襲撃予告と用心棒
「明日ヒマ?」
そう田代さんに問われたのは寮まであと10分弱で着く頃だった。
「瘴気蛟のグループに近々カチこもうと思ってたんだ。どうせだし食わせてやるよ」
「……はい?」
「鳥海さんは、仕事のスケジュールとか大丈夫?」
「あ、私はもう休業してるんで大丈夫です」
「そっか、なら話は早いな」
田代は俺抜きでどんどん話を進めると、満足そうに頷いた。
「よし! じゃあ明日の朝迎えにくるから。寝坊するんじゃないぞ?」
「小鳥遊、今の車は一体何?」
玄関に着くと仁王立ちしている樹里さんに出くわした。どうやら俺が車から出てきた様子を見ていたらしい。
「……ただの知り合いの車です」
俺は横を通ろうとしたが、すぐに襟を掴まれた。
「本当に?」
「本当ですよ。今日、友達と昼食食べに行くって話したじゃないですか」
「あー、そんな話してたね」
「で、食べ終わって帰ろうとしたら、車で来たから一緒に乗って行こうって話になったんですよ」
実はあれは暴力団の総長の娘の車で、ついさっきまでそのお父さんと話してたんですー、なんて言えるわけない。俺は咄嗟に思いついた嘘でその場を逃れようとした。

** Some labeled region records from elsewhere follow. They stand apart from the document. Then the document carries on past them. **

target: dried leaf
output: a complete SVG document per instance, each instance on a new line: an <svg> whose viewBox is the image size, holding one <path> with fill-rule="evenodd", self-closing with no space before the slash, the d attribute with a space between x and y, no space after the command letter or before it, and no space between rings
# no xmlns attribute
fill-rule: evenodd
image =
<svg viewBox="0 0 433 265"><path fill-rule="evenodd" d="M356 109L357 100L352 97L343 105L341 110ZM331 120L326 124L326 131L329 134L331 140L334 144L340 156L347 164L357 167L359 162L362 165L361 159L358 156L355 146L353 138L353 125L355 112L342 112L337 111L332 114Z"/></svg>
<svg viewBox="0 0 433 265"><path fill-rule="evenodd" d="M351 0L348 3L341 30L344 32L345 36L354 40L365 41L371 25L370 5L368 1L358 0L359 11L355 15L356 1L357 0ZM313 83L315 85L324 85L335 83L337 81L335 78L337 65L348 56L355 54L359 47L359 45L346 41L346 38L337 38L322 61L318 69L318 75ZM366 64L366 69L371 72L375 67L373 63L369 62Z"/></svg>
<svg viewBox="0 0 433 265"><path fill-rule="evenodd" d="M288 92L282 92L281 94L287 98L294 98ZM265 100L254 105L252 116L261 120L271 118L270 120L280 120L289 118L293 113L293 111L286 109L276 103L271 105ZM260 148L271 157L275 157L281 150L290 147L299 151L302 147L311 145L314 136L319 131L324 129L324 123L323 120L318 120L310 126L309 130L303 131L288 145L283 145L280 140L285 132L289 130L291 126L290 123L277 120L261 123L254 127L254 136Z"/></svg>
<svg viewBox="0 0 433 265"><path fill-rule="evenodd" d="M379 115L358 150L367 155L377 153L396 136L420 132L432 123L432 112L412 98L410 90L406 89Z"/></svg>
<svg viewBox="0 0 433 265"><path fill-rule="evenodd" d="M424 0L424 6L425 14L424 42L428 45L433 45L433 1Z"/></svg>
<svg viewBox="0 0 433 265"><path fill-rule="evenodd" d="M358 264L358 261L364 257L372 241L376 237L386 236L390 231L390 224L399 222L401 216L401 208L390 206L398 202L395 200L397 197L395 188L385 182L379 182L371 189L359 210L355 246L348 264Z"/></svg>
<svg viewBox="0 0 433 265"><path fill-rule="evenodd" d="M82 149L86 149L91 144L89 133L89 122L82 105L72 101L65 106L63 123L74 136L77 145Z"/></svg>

「ふーん……ずいぶんお嬢さんなお友達だね。ならいいけど」
そう言うと樹里さんはパッと手を離して奥へと引っ込んでいった。
「……面倒くさいことになったなー」
俺は部屋に戻ると真っ先にベッドに倒れこんだ。ただの昼食タイムのはずがバトル突入だったり、一方的リンチだったり、事務所強制連行だったり、回避不可スカウトだったり、と今日は厄日かというくらい色々面倒くさいことが起きた。しかも「遅れてる」というショックな一言付きだ。一応ファーストバトルをしたプレイヤーなのに。
「これが夢なら今すぐ覚めて欲しいな……」
しかしデバイスに登録された連絡先はいくら頬をつねっても消えなかった。どうやらこの悪夢はもうしばらく続きそうだ。
ーーー
「どうぞどうぞ、好きなだけ食べてください!」
その数日前の晩。細身で眼鏡をかけた男が、ガタイのいい大男を接待していた。大男は机の上に大量に積まれたジョッキとグラス、空の食器を見ると、申し訳なさそうにつぶやいた。
「ほんなごとよかと?」
「良いんですよ! これくらいお安い御用です!」
博多弁で喋る男に眼鏡の男はニコニコ笑顔で返した。
「で、今回ん仕事はなしてしゅ?」
「実は、近々私達のチームに妖精猫のチームが攻め込んでくるようで」
「あー、妖精猫なら聞いたこつはあっけん。刀使い……やったか」
「はい、接近戦で能力を使わずに戦えば確実に殺されてしまう、という評判を持つほどの強豪プレイヤーです。そんな化け物に私どものような弱いチームがかなうわけがないんですよ」
そう言って眼鏡の男はジョッキを飲み干した。
「そこで我々としては是非九州きっての実力者であるあなたを雇いたいわけですよ」
「なるほど……。しかしうちがそげな強かやつの相手になるか?」
「相性が良くないと思ってたら、わざわざ福岡までスカウトに来てませんよ」
すると愉快そうに大男が笑い出した。そして、真顔になると小声でこう話しかけた。
「……報酬は?」
「……うちの若い奴、自由に食べてください」
そう眼鏡の男が小声で返すと大男は今度、大声を出して笑い出した。
「にしゃ、ほんなに蛟か? うちには狐にしか見えんぞ?」
「そうですか?」
「そーばい」
「はい、ビールお待ちどうです!」
その時、元気のいい店員が先ほど注文されたジョッキに入ったビールをテーブルに並べた。
「では、運ばれて来たことですし勝ち戦を祈って乾杯しますか」
「また乾杯すると? 何度目か?」
そう言って眼鏡の男はジョッキを掴んだ。大男も呆れながらそれに従う。